Polls do not only measure campaigns. They may also affect them. If one candidate starts trailing in the polls, some of his supporters may become demoralized and decide not to vote.

“Polls impact how voters feel about a candidate, especially because of the huge coverage they attract on cable TV and the Internet,” said Dean Spiliotes, director of the New Hampshire Institute of Politics at Saint Anselm College in Manchester.

“In many respects, they have become a campaign tool for mobilizing a candidate’s base and demoralizing the opposition,” he said.

Moveon.org, an Internet-based group working to defeat Bush, took out a full-page advertisement in Tuesday’s New York Times attacking the Gallup poll that put Bush ahead for employing faulty methodology that overrepresented Republicans and undercounted Democrats.

Some say the gyrations in poll results reflects a volatile and undecided electorate.

“Voter opinion has become quite unsettled in the past month. The number of swing voters has actually grown from August to September, which is not what we usually see,” said Andrew Kohut who directs polling for the Pew Research Center.

Pollsters acknowledge that there are many ways errors can slip into their surveys including sampling errors, interview bias and poor questions. Even the order in which questions are asked and slight variations in wording can produce vastly different results.

“Some of us try to hide behind the concept of a statistical margin of error but I don’t use that phrase because the errors are in fact unquantifiable. There is no fixed, finite, measurable margin of error,” said Humphrey Taylor of Harris Interactive, a New York polling company.

Part science, part art
John Zogby, who will begin polling on the presidential race for Reuters early next month, said: “For me, polling is 80 percent science and 20 percent art.”

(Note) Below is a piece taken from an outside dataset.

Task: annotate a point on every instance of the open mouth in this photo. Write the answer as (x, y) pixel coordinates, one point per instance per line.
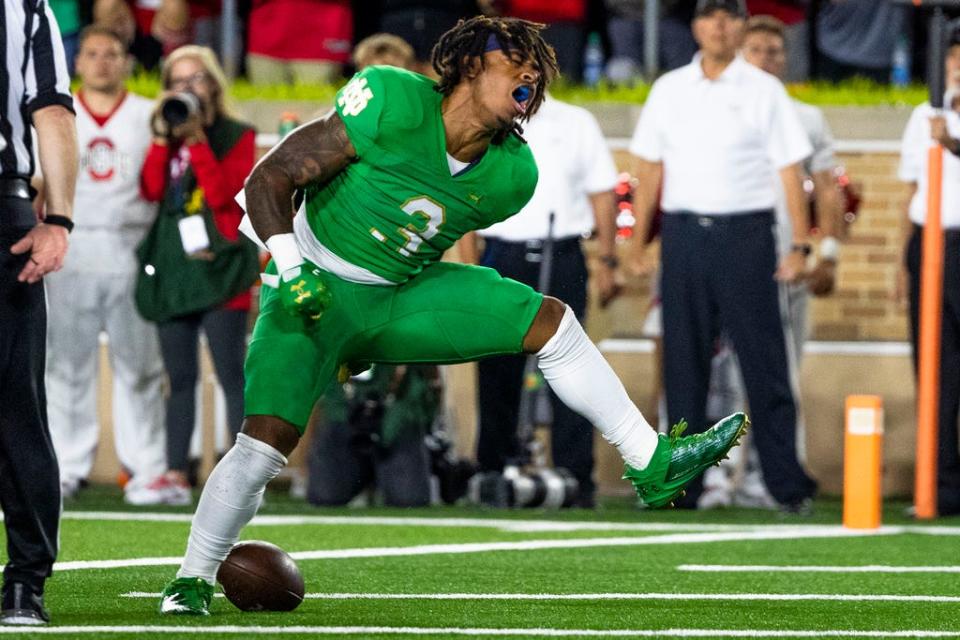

Pollsters are each in their own way trying to come up with a cross-section of the electorate that will actually show up to vote on Election Day. But each company has a different method of deciding who should be counted as a “likely voter” in an election in which probably only around 50 percent of the electorate will vote.

For example, pollsters ask voters a number of screening questions aimed at excluding respondents unlikely to vote. These may include: did they vote in the last election, do they remember who they voted for, do they know where people in their neighborhood go to vote, are they registered with a particular party and if so which?

Some companies simply exclude anyone failing to respond appropriately to one or more of these questions. Others, including Gallup, statistically weight participants in the poll depending on their responses to these questions.

“We either screen people in or out of the poll but we don’t weight their responses. Empirically, we’ve found it produces better results,” said Taylor.

The other major issue dividing pollsters is whether they should include weighting for party identification -- that is whether they should statistically adjust their raw numbers to reflect preset assumptions about the numbers of Republicans, Democrats and independents who will take part in the election.

All pollsters weight their samples by gender, age, race and other factors such as income, geographical location and education level to produce what they believe is a true reflection of the electorate.

Zogby is a staunch advocate of including party identification in his statistical method.

“I know that to some pollsters I am a heretic but I have found that weighting for party ID is a proven way of ensuring you have a proper sample,” he said.

Other pollsters criticize this, since they say that people respond differently when asked which party they belong to depending on events in the campaign.